Home

Awesome

<!-- markdownlint-disable-file MD033 -->

Multilingual OCR for Swift: using C/C++ libs with iOS (and macOS)

Welcome to our project, Tesseract OCR in your Xcode Project.

We started this project because we really wanted Japanese OCR in an iOS app. Apple's Vision system doesn't support Japanese, so we picked the open-source project Tesseract OCR, and... we started running into issues around building C/C++ libs for iOS (and macOS). We worked through it all, though, and are happy to say "we did it!". And it doesn't have to be hard, it can be easy...

...like, this easy:

  1. git clone or download this repo
  2. cd to the repo
  3. run ./Scripts/Build_All.sh
    1. watch just the right amount of progress messages as you wait for a successful build...
  4. run ./Scripts/test_tesseract.sh to get some language recognition data and test the build
  5. open iOCR/iOS/iOCR-iOS.xcodeproj
  6. run the iOCR target on an iPad Pro 12.9-inch Simulator and see that Chinese, English, and Japanese text are recognized in the app

We always wanted you to be able to do something like this, too!, so we made this, Our Guide to Building and Integrating C/C++ libs in Xcode.

This Guide

This Guide covers how we made this project/repo (the "build environment"), how to target builds for different frameworks and processor architectures, and finally how to import the libs into Xcode and use their C-API's with Swift.

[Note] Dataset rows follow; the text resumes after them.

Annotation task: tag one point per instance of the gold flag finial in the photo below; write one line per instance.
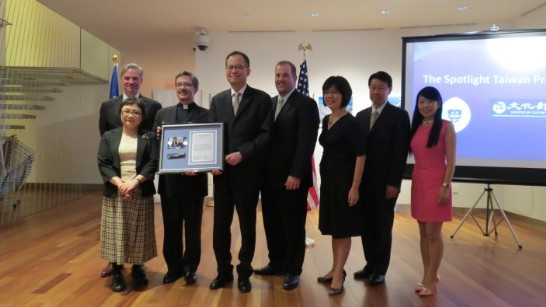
(305, 47)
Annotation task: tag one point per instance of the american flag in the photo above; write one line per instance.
(303, 87)
(303, 81)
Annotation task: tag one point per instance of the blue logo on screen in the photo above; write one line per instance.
(518, 108)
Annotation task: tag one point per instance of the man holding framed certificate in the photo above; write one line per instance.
(182, 193)
(247, 116)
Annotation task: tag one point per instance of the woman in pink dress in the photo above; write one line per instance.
(433, 144)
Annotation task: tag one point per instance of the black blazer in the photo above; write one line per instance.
(387, 145)
(246, 132)
(292, 141)
(178, 185)
(109, 117)
(109, 162)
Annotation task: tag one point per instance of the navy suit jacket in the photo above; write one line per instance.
(387, 145)
(109, 161)
(109, 117)
(246, 132)
(292, 141)
(178, 185)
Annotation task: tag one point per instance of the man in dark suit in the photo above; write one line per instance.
(247, 116)
(182, 195)
(288, 176)
(131, 79)
(387, 131)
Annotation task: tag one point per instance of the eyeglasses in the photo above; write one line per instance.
(185, 84)
(235, 67)
(131, 112)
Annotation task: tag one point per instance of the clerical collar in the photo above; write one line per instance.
(125, 96)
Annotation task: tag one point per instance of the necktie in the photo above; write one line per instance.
(373, 118)
(236, 99)
(280, 103)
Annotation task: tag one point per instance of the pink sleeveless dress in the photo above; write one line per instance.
(428, 176)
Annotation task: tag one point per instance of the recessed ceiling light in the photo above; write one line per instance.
(462, 7)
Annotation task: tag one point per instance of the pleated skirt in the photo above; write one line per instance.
(127, 229)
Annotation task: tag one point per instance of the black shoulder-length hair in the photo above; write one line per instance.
(342, 86)
(431, 93)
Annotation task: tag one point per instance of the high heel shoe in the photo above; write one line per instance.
(419, 285)
(335, 291)
(427, 291)
(327, 280)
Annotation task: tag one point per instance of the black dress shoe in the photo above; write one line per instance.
(118, 284)
(267, 271)
(244, 284)
(290, 281)
(220, 282)
(327, 280)
(171, 277)
(107, 271)
(139, 275)
(363, 274)
(190, 277)
(377, 279)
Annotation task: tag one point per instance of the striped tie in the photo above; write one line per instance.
(374, 118)
(236, 99)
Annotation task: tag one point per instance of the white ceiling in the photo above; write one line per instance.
(121, 23)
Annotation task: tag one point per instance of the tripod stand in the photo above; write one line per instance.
(490, 222)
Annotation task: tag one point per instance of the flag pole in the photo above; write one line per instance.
(305, 47)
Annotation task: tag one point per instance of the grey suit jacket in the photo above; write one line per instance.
(109, 161)
(292, 141)
(387, 145)
(246, 132)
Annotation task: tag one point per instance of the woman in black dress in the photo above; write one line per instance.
(341, 169)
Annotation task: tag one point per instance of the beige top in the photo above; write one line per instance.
(127, 156)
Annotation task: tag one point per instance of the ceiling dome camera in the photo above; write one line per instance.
(202, 39)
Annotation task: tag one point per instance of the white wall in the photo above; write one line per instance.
(354, 55)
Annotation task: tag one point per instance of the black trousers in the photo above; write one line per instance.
(378, 218)
(182, 214)
(228, 198)
(284, 215)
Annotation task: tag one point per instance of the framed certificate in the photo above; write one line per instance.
(191, 147)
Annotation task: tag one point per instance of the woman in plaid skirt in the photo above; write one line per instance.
(127, 161)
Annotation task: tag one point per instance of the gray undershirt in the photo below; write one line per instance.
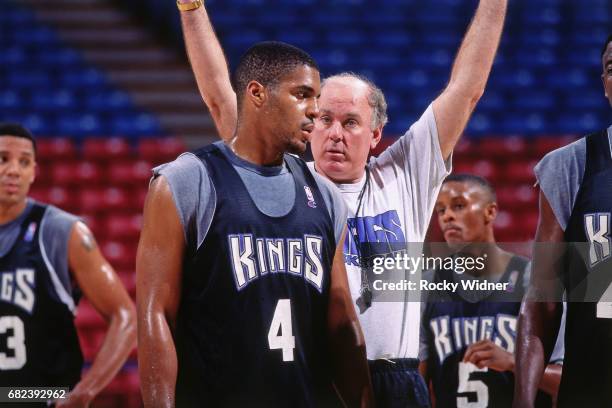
(272, 188)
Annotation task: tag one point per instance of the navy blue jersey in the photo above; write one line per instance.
(451, 324)
(587, 369)
(38, 340)
(252, 321)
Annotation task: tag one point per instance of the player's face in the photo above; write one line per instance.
(607, 72)
(17, 169)
(294, 104)
(462, 209)
(343, 135)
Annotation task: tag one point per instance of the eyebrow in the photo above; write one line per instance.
(24, 153)
(350, 115)
(304, 88)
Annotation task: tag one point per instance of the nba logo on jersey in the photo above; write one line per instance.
(29, 235)
(311, 202)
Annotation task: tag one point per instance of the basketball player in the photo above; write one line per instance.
(47, 258)
(575, 206)
(390, 199)
(468, 336)
(243, 296)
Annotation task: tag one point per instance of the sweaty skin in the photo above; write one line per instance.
(93, 274)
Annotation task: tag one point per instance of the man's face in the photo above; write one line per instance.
(343, 135)
(607, 72)
(464, 213)
(293, 105)
(17, 169)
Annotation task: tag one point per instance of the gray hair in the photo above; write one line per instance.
(376, 97)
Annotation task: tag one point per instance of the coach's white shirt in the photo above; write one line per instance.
(404, 183)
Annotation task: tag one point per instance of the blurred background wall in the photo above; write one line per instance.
(107, 88)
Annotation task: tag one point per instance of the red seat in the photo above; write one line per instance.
(131, 173)
(483, 168)
(106, 149)
(94, 224)
(523, 196)
(91, 201)
(116, 200)
(39, 193)
(88, 318)
(520, 172)
(139, 199)
(55, 149)
(158, 151)
(123, 227)
(502, 147)
(43, 176)
(88, 173)
(63, 174)
(120, 255)
(64, 198)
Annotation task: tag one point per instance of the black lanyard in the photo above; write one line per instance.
(365, 291)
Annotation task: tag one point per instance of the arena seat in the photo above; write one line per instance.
(123, 227)
(106, 149)
(130, 173)
(158, 151)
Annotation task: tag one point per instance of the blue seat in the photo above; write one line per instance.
(29, 79)
(113, 101)
(10, 99)
(81, 124)
(143, 124)
(47, 100)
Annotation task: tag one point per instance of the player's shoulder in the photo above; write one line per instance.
(564, 157)
(187, 164)
(56, 223)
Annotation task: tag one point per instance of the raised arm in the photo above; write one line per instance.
(158, 282)
(210, 69)
(541, 311)
(470, 73)
(104, 290)
(347, 344)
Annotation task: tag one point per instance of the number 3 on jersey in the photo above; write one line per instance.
(14, 343)
(280, 335)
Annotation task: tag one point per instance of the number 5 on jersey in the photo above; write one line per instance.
(280, 335)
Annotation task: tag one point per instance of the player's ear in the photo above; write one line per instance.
(256, 93)
(376, 136)
(491, 212)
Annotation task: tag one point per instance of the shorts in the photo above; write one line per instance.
(397, 383)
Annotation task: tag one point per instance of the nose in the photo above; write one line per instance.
(13, 169)
(447, 216)
(335, 132)
(313, 109)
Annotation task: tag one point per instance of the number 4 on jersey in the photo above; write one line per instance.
(280, 335)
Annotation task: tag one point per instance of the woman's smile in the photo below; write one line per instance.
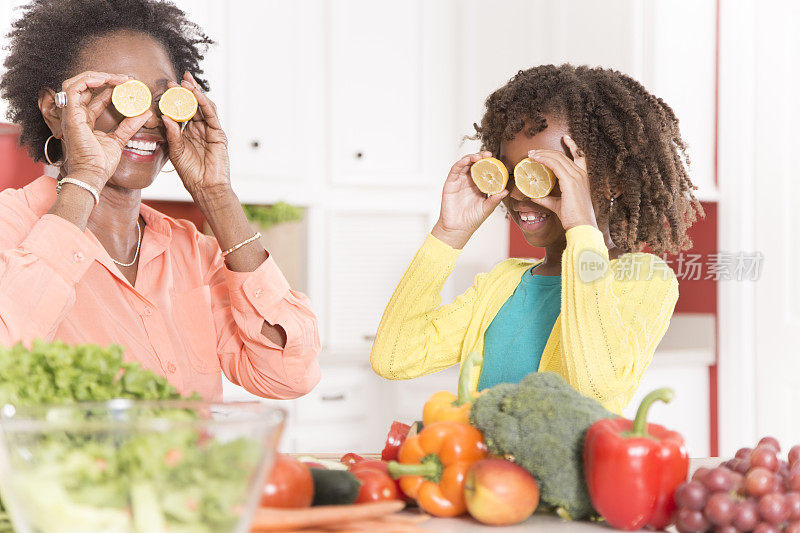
(143, 147)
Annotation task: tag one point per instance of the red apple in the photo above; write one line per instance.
(500, 493)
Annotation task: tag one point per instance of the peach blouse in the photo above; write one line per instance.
(187, 318)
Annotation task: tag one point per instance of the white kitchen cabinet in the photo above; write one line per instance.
(680, 67)
(367, 254)
(389, 90)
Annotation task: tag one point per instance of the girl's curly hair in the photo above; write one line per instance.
(632, 142)
(49, 36)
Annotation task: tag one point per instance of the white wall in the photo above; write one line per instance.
(357, 108)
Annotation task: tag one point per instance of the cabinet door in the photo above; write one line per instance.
(210, 16)
(389, 98)
(367, 254)
(682, 71)
(520, 34)
(276, 84)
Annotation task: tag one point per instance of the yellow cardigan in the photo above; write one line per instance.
(601, 343)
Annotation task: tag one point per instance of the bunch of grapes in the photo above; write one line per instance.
(755, 491)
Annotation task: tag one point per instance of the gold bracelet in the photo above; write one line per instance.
(85, 186)
(237, 246)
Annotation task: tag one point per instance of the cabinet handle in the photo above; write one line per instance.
(333, 397)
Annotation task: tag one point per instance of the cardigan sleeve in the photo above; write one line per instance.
(417, 335)
(613, 317)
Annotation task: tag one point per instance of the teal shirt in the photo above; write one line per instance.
(515, 340)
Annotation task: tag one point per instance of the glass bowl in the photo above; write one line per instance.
(128, 466)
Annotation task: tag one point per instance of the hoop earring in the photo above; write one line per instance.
(47, 156)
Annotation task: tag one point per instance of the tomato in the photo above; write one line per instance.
(289, 485)
(376, 485)
(351, 459)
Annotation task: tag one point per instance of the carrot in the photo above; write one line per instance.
(294, 519)
(404, 518)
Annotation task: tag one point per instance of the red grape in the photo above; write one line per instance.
(766, 457)
(759, 481)
(700, 474)
(773, 509)
(793, 480)
(746, 515)
(743, 453)
(732, 464)
(692, 496)
(794, 454)
(690, 521)
(720, 509)
(743, 466)
(738, 483)
(770, 441)
(719, 480)
(793, 502)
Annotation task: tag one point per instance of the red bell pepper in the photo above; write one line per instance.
(397, 434)
(633, 468)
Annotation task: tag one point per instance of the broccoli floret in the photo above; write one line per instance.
(542, 423)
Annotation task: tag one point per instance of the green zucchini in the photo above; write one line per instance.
(334, 487)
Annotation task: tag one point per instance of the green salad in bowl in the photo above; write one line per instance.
(141, 460)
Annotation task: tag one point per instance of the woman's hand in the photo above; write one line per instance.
(92, 156)
(464, 206)
(574, 206)
(199, 153)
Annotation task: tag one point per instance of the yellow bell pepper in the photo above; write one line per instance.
(444, 406)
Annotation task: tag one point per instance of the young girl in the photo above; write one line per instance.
(595, 308)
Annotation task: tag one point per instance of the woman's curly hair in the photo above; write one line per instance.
(49, 36)
(632, 142)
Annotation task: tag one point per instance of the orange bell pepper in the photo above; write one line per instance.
(432, 466)
(445, 405)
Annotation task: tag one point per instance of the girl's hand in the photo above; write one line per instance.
(574, 206)
(90, 155)
(199, 153)
(464, 206)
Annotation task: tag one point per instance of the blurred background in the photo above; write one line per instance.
(345, 115)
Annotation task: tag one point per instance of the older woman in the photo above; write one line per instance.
(86, 261)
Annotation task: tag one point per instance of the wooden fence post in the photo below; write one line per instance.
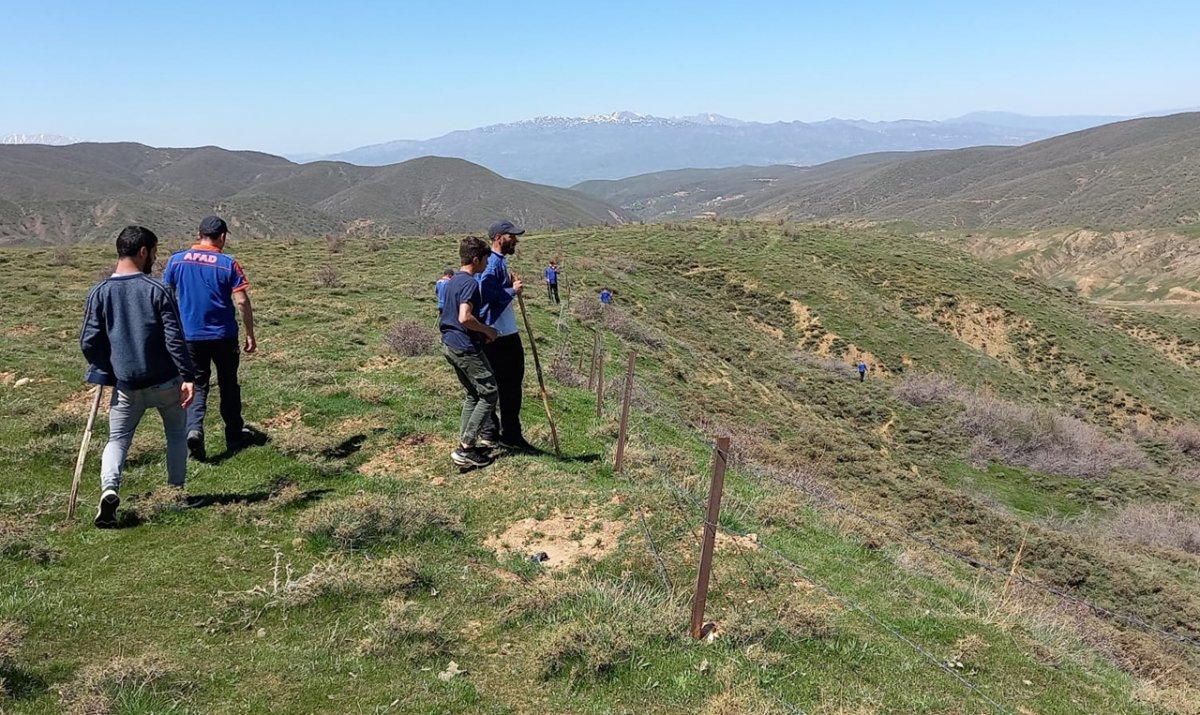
(624, 413)
(706, 554)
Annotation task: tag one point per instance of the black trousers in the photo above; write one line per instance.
(507, 355)
(225, 355)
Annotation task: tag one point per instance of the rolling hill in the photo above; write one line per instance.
(1002, 517)
(88, 191)
(1138, 173)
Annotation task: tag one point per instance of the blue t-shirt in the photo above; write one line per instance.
(441, 288)
(460, 289)
(204, 281)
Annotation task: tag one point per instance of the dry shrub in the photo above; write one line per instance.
(366, 518)
(565, 373)
(834, 366)
(925, 389)
(63, 254)
(1043, 440)
(1159, 526)
(408, 629)
(412, 338)
(19, 539)
(1186, 438)
(97, 688)
(327, 276)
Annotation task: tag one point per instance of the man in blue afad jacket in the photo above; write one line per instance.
(133, 340)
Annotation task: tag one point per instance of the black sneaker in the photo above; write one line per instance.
(519, 445)
(471, 457)
(239, 439)
(196, 445)
(106, 512)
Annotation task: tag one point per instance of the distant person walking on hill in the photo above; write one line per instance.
(441, 288)
(210, 286)
(551, 274)
(463, 338)
(133, 338)
(505, 353)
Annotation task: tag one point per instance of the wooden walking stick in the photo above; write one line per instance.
(541, 382)
(83, 451)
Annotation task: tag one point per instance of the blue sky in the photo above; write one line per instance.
(300, 76)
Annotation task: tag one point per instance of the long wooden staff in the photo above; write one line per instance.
(83, 451)
(541, 382)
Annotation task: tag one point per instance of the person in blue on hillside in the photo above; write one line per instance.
(551, 275)
(441, 288)
(211, 290)
(463, 337)
(133, 340)
(505, 353)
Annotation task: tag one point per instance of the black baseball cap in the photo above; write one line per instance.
(504, 227)
(214, 226)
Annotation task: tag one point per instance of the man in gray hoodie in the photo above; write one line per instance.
(133, 340)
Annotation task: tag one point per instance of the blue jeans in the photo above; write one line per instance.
(127, 408)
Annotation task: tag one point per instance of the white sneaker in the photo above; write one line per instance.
(106, 512)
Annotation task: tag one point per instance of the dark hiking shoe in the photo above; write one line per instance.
(519, 445)
(471, 457)
(106, 511)
(239, 439)
(196, 445)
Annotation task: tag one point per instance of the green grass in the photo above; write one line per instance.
(252, 606)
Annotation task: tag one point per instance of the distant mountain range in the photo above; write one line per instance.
(47, 139)
(89, 191)
(1138, 173)
(563, 151)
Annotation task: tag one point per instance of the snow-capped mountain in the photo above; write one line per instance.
(49, 139)
(565, 150)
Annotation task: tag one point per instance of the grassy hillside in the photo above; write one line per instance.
(1132, 174)
(88, 191)
(343, 565)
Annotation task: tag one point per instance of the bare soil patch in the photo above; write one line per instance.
(564, 538)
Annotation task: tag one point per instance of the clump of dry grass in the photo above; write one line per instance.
(407, 628)
(925, 389)
(1043, 440)
(97, 688)
(1186, 438)
(1159, 526)
(19, 539)
(366, 518)
(411, 338)
(11, 637)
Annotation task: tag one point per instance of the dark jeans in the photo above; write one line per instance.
(479, 407)
(225, 354)
(507, 355)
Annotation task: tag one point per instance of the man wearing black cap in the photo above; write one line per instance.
(209, 284)
(505, 353)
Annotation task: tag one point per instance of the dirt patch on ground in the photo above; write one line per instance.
(379, 362)
(564, 538)
(983, 328)
(285, 420)
(79, 403)
(396, 458)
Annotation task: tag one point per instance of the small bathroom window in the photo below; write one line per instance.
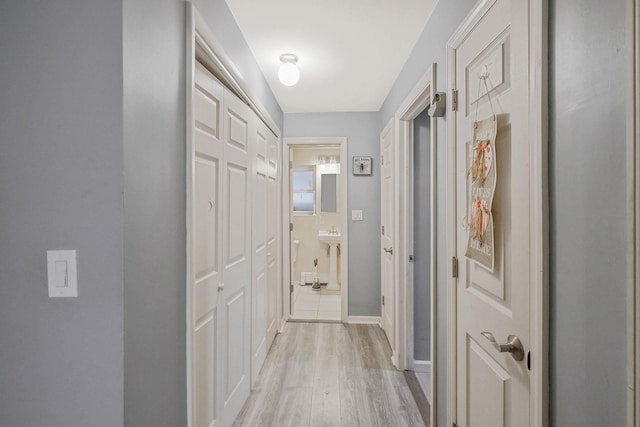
(304, 191)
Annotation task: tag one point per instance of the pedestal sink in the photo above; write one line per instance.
(331, 238)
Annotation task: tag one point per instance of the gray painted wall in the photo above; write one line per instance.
(422, 237)
(61, 360)
(363, 139)
(587, 202)
(430, 48)
(587, 212)
(155, 198)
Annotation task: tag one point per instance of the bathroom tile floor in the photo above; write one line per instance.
(315, 305)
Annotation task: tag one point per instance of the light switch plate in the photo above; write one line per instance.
(62, 274)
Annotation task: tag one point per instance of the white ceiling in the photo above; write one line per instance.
(350, 51)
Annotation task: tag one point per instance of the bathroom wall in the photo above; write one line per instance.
(363, 136)
(306, 227)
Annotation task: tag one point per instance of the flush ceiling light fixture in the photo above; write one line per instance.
(288, 72)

If you want to know more, read on to...

The project environment

When you clone this repo (or download the ZIP and expand it), you'll be looking at a directory/folder we refer to as the TBE_PROJECTDIR. Navigate to your TBE_PROJECTDIR, and you'll see the inital state of the repo, which looks mostly like this (only showing the important stuff, for now):

iOCR
README.md       iOCR.xcconfig    iOS    macOS

Root:
README.md       include

Scripts:
Build_All.sh    README.md        gnu-tools      set_env.sh      test_tesseract.sh      xcode-libs

Sources:
config_sub

The build scripts will also create new directories—Downloads, Logs, Sources—that will be populated with artifacts of the build process.

Let's move on to what we're building, and see how it all comes together.

Build from source

The top-level libraries needed to perform OCR are, in hierarchical order:

We've also configured Leptonica and Tesseract to build with zlib for image compression, which is specified with the -lz flag in their config-make files. Not apparent, but the build process also links against the C++ standard library. We need to consider these two dependencies later when we set up the Xcode project to use our build products. I cover this in the Xcode configuration walkthrough.

There is additional tooling to support the process of building the top-level libs, packages like autoconf and automake from GNU.

The final arrangement of the packages we settled on looks like:

  1. autoconf
  2. automake
  3. pkgconfig
  4. libtool
  5. libjpeg
  6. libpng
  7. libtiff
  8. leptonica
  9. tesseract

Starting the build

For each of the packages above, the build process is:

  1. downloads a package's TGZ/ZIP to Downloads
  2. extracts that TGZ/ZIP to Sources
  3. configures and makes that source, then installs those build products into Root

The Scripts/build directory contains all the shell scripts to execute those three steps. Looking in there:

 % ls Scripts/build
build_all.sh*
...
build_leptonica.sh*
build_tesseract.sh*  
...
config-make-install_leptonica.sh
config-make-install_tesseract.sh
...
set_env.sh
utility.sh

Any of the build_PACKAGE-NAME.sh scripts can be run by itself. The top-level libraries also have a config-make-install helper script that covers the details of building and installing for multiple architectures and platforms, which we'll cover after we see the completed build.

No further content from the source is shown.